C. “On June 23, 2010, during a thunderous afternoon, my lone self wrote in the back bedroom of my house in Valier, a town near the Blackfeet Reservation.
It would be against the rules to add a direct object telling “what” I wrote because Matthiessen didn’t use a direct object. But I wouldn’t have to follow the original so closely. Here’s another version:
In the early century, during the homesteader era, a married couple settled in a foothills coulee near the Rocky Mountains in Montana, a good place for raising livestock.
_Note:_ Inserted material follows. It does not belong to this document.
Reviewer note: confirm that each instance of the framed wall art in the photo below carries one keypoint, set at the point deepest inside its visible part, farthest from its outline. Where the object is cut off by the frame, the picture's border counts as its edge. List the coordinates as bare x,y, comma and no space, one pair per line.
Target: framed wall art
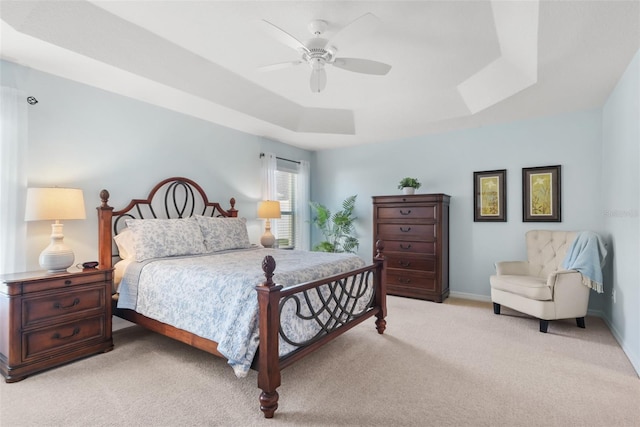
541,194
490,196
By the time you have the whole class’s versions, it begins to get through what a grammar template is. Then you can talk about “when and where phrases” to begin a book (as this sentence begins “In the Spirit of Crazy Horse”) and how significant timing and location can be when telling a story. The converging crosshair forces that caused a tragic standoff were produced exactly by the when and where they happened. They give a mental picture that anchors the reader as well as hinting about what might happen.

Nothing happened in my back bedroom this afternoon. Sigh. In the early morning, after some strong coffee, my expectant self will drive to the south by eighty miles to Great Falls, my closest shopping town on the prairie. Anything might happen.